Now, we have an official answer to the question. 

Avengers: Endgame directors Joe and Anthony Russo confirmed during an appearance on Lucasfilm's YouTube web series The Star Wars Show that Fury and Windu aren't the same person, Fury isn't the actor who portrayed Windu in the Star Wars franchise, and there's no MCU plot hole to patch up now that Fury made a Star Wars reference. 

Anthony explained that all Marvel actors who have also appeared in the Star Wars world "just look like those characters." Joe agreed, clarifying, "Nick Fury happens to look a lot like Mace Windu."

It's certainly not an exciting revelation — and leaves no opportunity for a mind-melting Marvel-Star Wars crossover or a big reveal of a time-and-space-hopping adventure involving Fury and Windu — but it's the most comprehensible. Not only that, but the Russo Brothers' explanation also clears up several other mysteries of this particular sort. If Fury just looks like the guy who played Windu, then one can assume that Paul Bettany's Vision simply bears a striking resemblance to the person who played Dryden Vos, the leader of the crime syndicate Crimson Dawn as seen in Solo: A Star Wars Story. The same goes for Donald Glover: he played Aaron Davis (a.k.a.
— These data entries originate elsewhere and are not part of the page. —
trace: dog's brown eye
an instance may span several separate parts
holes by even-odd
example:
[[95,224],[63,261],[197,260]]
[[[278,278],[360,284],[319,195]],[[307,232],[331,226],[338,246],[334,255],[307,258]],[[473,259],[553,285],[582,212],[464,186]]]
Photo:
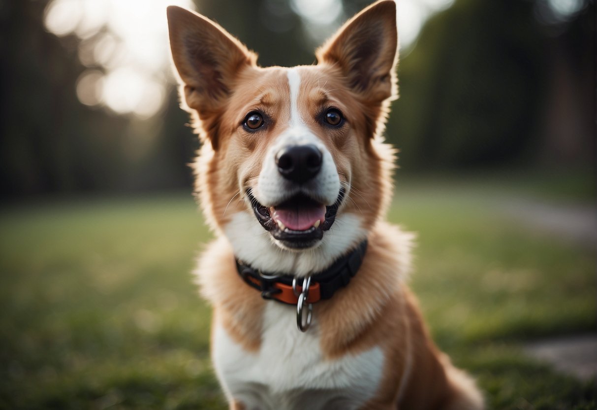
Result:
[[253,112],[247,117],[245,125],[250,130],[256,130],[263,125],[263,117],[257,112]]
[[325,113],[325,122],[334,127],[342,122],[342,114],[337,109],[328,109]]

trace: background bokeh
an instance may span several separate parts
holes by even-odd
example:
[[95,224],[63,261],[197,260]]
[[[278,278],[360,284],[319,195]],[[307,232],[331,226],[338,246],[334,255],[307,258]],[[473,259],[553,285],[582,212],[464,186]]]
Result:
[[[198,143],[177,108],[171,3],[219,22],[261,65],[290,66],[313,62],[368,2],[4,0],[2,195],[189,186]],[[402,172],[593,172],[592,2],[399,3],[401,98],[387,137]]]
[[[290,66],[369,2],[0,0],[0,409],[226,408],[165,7]],[[490,409],[596,409],[594,2],[397,2],[388,218],[434,339]]]

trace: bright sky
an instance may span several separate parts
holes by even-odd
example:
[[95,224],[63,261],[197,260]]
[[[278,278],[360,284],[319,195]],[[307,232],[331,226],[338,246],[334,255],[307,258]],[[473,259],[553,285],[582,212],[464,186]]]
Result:
[[[214,1],[216,0],[213,0]],[[344,15],[341,0],[290,0],[315,44],[329,35]],[[432,14],[454,0],[398,0],[401,47],[408,49]],[[582,0],[549,0],[563,14],[577,11]],[[51,0],[46,28],[57,36],[81,39],[79,57],[88,68],[76,81],[81,102],[121,114],[149,118],[162,108],[174,81],[169,57],[166,7],[193,9],[192,0]]]

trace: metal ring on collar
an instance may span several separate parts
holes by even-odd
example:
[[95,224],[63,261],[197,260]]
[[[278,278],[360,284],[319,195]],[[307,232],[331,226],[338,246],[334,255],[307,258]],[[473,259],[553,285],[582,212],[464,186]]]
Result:
[[[307,305],[307,319],[303,325],[303,313],[304,305]],[[297,304],[297,326],[301,332],[306,332],[311,326],[311,315],[313,313],[313,304],[307,302],[307,295],[304,292],[298,296],[298,302]]]

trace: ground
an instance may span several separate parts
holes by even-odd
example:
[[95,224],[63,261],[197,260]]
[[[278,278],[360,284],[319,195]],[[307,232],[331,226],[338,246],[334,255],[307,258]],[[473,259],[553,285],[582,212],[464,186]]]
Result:
[[[508,206],[587,196],[533,178],[402,180],[389,217],[418,234],[411,285],[490,408],[597,408],[594,377],[527,353],[595,333],[594,243]],[[190,273],[210,234],[189,193],[20,201],[0,227],[0,408],[226,408]]]

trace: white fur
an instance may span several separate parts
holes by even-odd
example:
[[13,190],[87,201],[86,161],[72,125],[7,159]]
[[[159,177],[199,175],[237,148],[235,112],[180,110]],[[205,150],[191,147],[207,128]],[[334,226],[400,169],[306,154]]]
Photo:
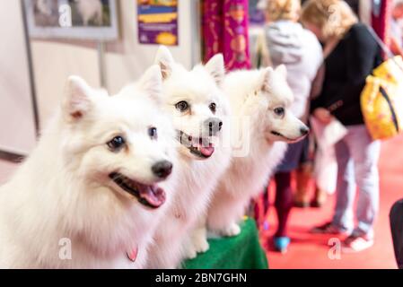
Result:
[[[165,79],[165,109],[172,115],[177,130],[200,136],[204,133],[201,126],[206,119],[216,117],[224,120],[229,116],[229,103],[217,86],[224,77],[222,55],[213,57],[205,66],[199,65],[187,71],[174,62],[166,48],[161,47],[156,63],[161,65]],[[187,100],[191,105],[191,112],[182,114],[177,110],[175,104],[180,100]],[[216,103],[215,114],[208,109],[213,101]],[[228,127],[224,123],[219,139]],[[204,218],[216,182],[230,163],[231,149],[223,144],[218,144],[215,153],[203,161],[197,159],[182,145],[179,146],[179,152],[182,171],[180,183],[174,204],[157,229],[155,245],[150,253],[148,266],[151,268],[178,267],[184,258],[193,257],[197,251],[208,248],[206,237],[202,237],[201,241],[194,241],[192,232],[200,224],[204,226],[204,222],[198,221]]]
[[[179,172],[170,118],[150,98],[161,86],[156,65],[130,92],[124,89],[112,97],[78,77],[69,78],[59,112],[31,156],[0,188],[0,267],[145,266],[147,247],[174,196]],[[157,140],[148,135],[151,126],[158,128]],[[127,145],[112,152],[106,143],[118,135]],[[161,160],[174,165],[162,182],[151,171]],[[144,206],[109,178],[114,171],[158,185],[167,201],[158,209]],[[63,239],[71,240],[71,260],[59,257],[67,247]],[[136,248],[138,257],[133,263],[127,253]]]
[[88,26],[92,20],[98,25],[102,24],[102,4],[101,0],[75,0],[75,2],[84,26]]
[[[233,149],[232,164],[215,191],[207,223],[211,230],[220,235],[240,233],[238,222],[250,199],[261,192],[281,162],[286,151],[285,142],[301,139],[301,127],[306,127],[287,110],[293,93],[285,77],[286,69],[281,65],[276,71],[269,67],[233,72],[225,78],[223,91],[231,102],[232,135],[239,136],[249,152],[240,155]],[[284,117],[274,113],[279,107],[285,109]],[[272,131],[289,139],[276,136]]]
[[50,16],[52,14],[52,3],[49,0],[38,0],[36,6],[42,14]]

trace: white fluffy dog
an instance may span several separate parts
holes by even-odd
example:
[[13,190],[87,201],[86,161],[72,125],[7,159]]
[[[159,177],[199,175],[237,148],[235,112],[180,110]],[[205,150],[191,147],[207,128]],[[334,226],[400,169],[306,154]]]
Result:
[[216,182],[230,162],[231,149],[223,141],[230,109],[219,89],[224,78],[222,55],[188,71],[161,47],[155,61],[163,74],[165,109],[172,115],[180,143],[182,174],[170,213],[157,229],[149,267],[176,268],[184,258],[208,248],[205,234],[196,230],[194,237],[200,241],[191,233],[204,218]]
[[60,111],[0,188],[0,267],[145,266],[177,182],[161,88],[157,65],[113,97],[69,78]]
[[97,25],[102,24],[102,3],[101,0],[75,0],[75,2],[84,26],[88,26],[91,21]]
[[289,111],[293,96],[284,65],[231,73],[223,91],[234,116],[232,135],[240,136],[249,152],[237,155],[234,148],[231,167],[215,192],[207,224],[220,235],[235,236],[250,199],[261,192],[284,158],[285,143],[301,140],[309,129]]

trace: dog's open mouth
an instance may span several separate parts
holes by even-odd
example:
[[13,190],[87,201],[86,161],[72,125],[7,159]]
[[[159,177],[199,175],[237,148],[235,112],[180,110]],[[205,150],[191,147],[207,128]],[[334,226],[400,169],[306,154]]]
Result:
[[208,159],[215,152],[215,147],[209,138],[195,137],[185,134],[182,131],[177,131],[178,141],[183,146],[187,147],[191,153],[202,159]]
[[135,196],[143,205],[155,209],[165,203],[165,192],[161,187],[141,184],[118,172],[112,172],[110,178],[120,188]]
[[302,136],[302,137],[292,139],[292,138],[286,137],[286,136],[283,135],[282,134],[276,132],[276,131],[272,131],[271,134],[276,136],[283,137],[284,139],[285,139],[287,142],[289,142],[291,144],[297,143],[299,140],[301,140],[302,138],[304,137],[304,136]]

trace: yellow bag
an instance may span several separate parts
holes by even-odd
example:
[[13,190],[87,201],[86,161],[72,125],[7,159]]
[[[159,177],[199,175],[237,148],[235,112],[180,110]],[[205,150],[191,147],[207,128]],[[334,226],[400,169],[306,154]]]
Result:
[[373,70],[361,94],[365,125],[374,140],[403,131],[403,60],[394,57]]

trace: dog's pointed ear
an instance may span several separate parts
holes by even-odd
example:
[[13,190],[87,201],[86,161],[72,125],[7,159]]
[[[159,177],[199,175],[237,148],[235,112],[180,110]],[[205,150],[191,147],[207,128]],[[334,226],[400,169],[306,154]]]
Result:
[[225,76],[225,65],[223,54],[215,55],[206,64],[205,68],[213,76],[217,85],[221,85]]
[[270,91],[270,83],[273,78],[275,70],[271,66],[267,67],[260,72],[259,89],[264,91]]
[[171,76],[175,60],[173,59],[172,54],[171,54],[168,48],[165,46],[160,46],[157,55],[155,56],[154,64],[160,66],[162,80],[166,80]]
[[287,78],[287,67],[285,66],[285,65],[280,65],[276,68],[275,71],[276,73],[281,74],[285,79]]
[[162,74],[158,65],[153,65],[145,71],[139,82],[140,88],[160,104],[162,94]]
[[92,92],[92,88],[79,76],[72,75],[67,79],[62,109],[68,121],[79,120],[90,110]]

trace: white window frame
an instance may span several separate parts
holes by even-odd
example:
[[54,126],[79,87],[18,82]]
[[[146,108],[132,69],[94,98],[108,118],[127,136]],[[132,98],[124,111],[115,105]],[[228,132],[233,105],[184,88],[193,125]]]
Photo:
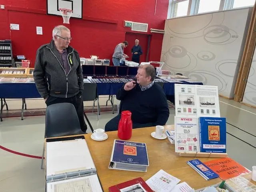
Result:
[[[167,19],[176,18],[174,17],[174,8],[175,4],[185,1],[186,0],[169,0],[169,7],[168,8],[168,13],[167,14]],[[208,12],[216,12],[225,10],[229,10],[233,9],[234,0],[221,0],[220,4],[219,10],[217,11],[213,11],[210,12],[206,12],[204,13],[198,13],[198,7],[199,6],[199,1],[200,0],[188,0],[188,13],[186,16],[182,16],[183,17],[194,15],[197,14],[204,14]],[[243,7],[243,8],[246,7]]]

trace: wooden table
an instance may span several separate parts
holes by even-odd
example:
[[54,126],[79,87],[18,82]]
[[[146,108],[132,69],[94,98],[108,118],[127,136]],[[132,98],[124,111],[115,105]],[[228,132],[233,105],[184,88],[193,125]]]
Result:
[[[173,126],[166,128],[172,129]],[[206,180],[186,163],[188,160],[198,158],[202,162],[216,158],[180,157],[175,153],[174,145],[168,139],[158,140],[150,136],[154,127],[132,130],[132,138],[129,140],[146,143],[147,144],[149,166],[147,172],[137,172],[108,169],[114,139],[119,139],[117,131],[107,132],[108,138],[102,141],[96,141],[90,138],[91,134],[85,135],[85,138],[104,191],[113,185],[141,177],[146,180],[160,169],[186,182],[191,187],[200,189],[221,182],[219,178]]]

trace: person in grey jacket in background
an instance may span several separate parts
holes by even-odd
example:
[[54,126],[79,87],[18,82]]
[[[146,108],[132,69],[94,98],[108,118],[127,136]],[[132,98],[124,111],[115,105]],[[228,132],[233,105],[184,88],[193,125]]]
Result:
[[115,66],[120,66],[120,60],[122,58],[128,57],[127,55],[124,53],[124,48],[128,46],[128,42],[125,41],[122,43],[120,43],[116,46],[115,50],[113,54],[112,61]]
[[78,53],[69,46],[72,39],[68,28],[62,25],[54,27],[51,42],[37,50],[34,78],[47,106],[63,102],[74,105],[81,129],[85,132],[84,79]]

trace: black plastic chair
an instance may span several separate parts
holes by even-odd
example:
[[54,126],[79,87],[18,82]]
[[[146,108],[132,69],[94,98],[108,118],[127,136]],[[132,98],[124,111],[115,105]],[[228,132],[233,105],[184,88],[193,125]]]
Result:
[[[72,104],[57,103],[46,108],[45,138],[85,133],[81,130],[76,111]],[[44,156],[44,144],[41,163],[41,169],[43,168]]]

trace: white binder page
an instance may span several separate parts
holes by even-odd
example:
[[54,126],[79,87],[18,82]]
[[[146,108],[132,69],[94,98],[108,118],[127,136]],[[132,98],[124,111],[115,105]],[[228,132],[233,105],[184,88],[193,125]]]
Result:
[[47,142],[46,176],[95,168],[85,139]]

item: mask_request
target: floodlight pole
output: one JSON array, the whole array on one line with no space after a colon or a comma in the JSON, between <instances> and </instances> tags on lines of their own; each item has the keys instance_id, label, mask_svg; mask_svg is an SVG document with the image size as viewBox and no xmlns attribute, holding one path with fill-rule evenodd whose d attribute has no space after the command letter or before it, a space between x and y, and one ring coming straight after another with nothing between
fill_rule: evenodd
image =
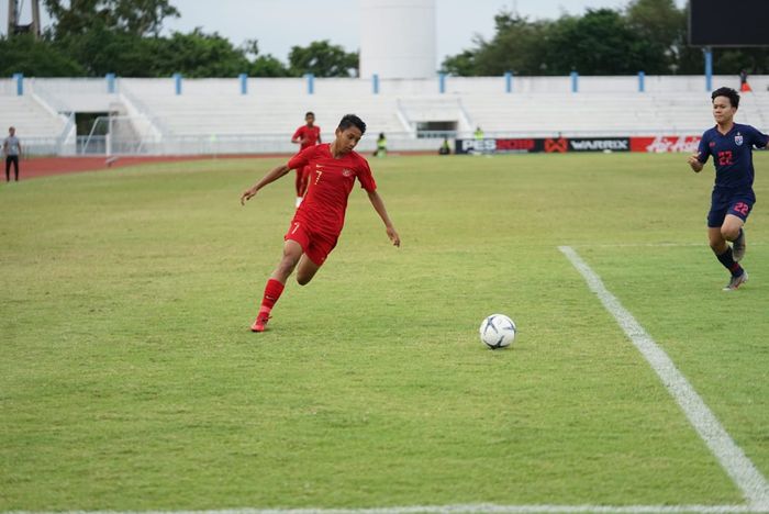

Prowler) in Spider-Man: Homecoming and young Lando Calrissian in Solo, and within the new rules of the MCU, Davis only looks like the actor behind Calrissian. 

Heck, this rule can be applied to every Star Wars actor who has also appeared in a Marvel movie: Natalie Portman, who was Queen Padmé Amidala in the Star Wars prequels and will reprise her Thor franchise role as Jane Foster in Thor: Love and Thunder; Peter Serafinowicz, who voiced Darth Maul in The Phantom Menace and later played Denarian Saal of Nova Corps in Guardians of the Galaxy Vol. 1; Ben Mendelsohn, who was Director Orson Krennic in Rogue One: A Star Wars Story and Talos in Captain Marvel and Spider-Man: Far From Home; and Felicity Jones, who portrayed Jyn Erso in Rogue One and Felicia Hardy, the unassuming assistant to Dane DeHaan's Harry Osborn, in The Amazing Spider-Man 2

Thanks to Joe and Anthony Russo's explanation, all these stars don't damage the fabric of the MCU or the Star Wars franchise by appearing in both film series. Though it's less riveting than the notion that each pair of characters are the same person and that there's some wild Lucasfilm-Marvel Studios inter-connectivity on the horizon, it keeps the MCU from becoming more difficult to understand. There's already so much to keep track of — the timeline of the 23 (and counting) films, the continued consequences of the time travel in Avengers: Endgame, the dozens of heroes and even more secondary characters, the interweaving narratives and character arcs, the possibility of the multi-verse, the list goes on — without adding in the idea that Nick Fury and Windu are the same people. That's a headache we're glad we'll never have to suffer.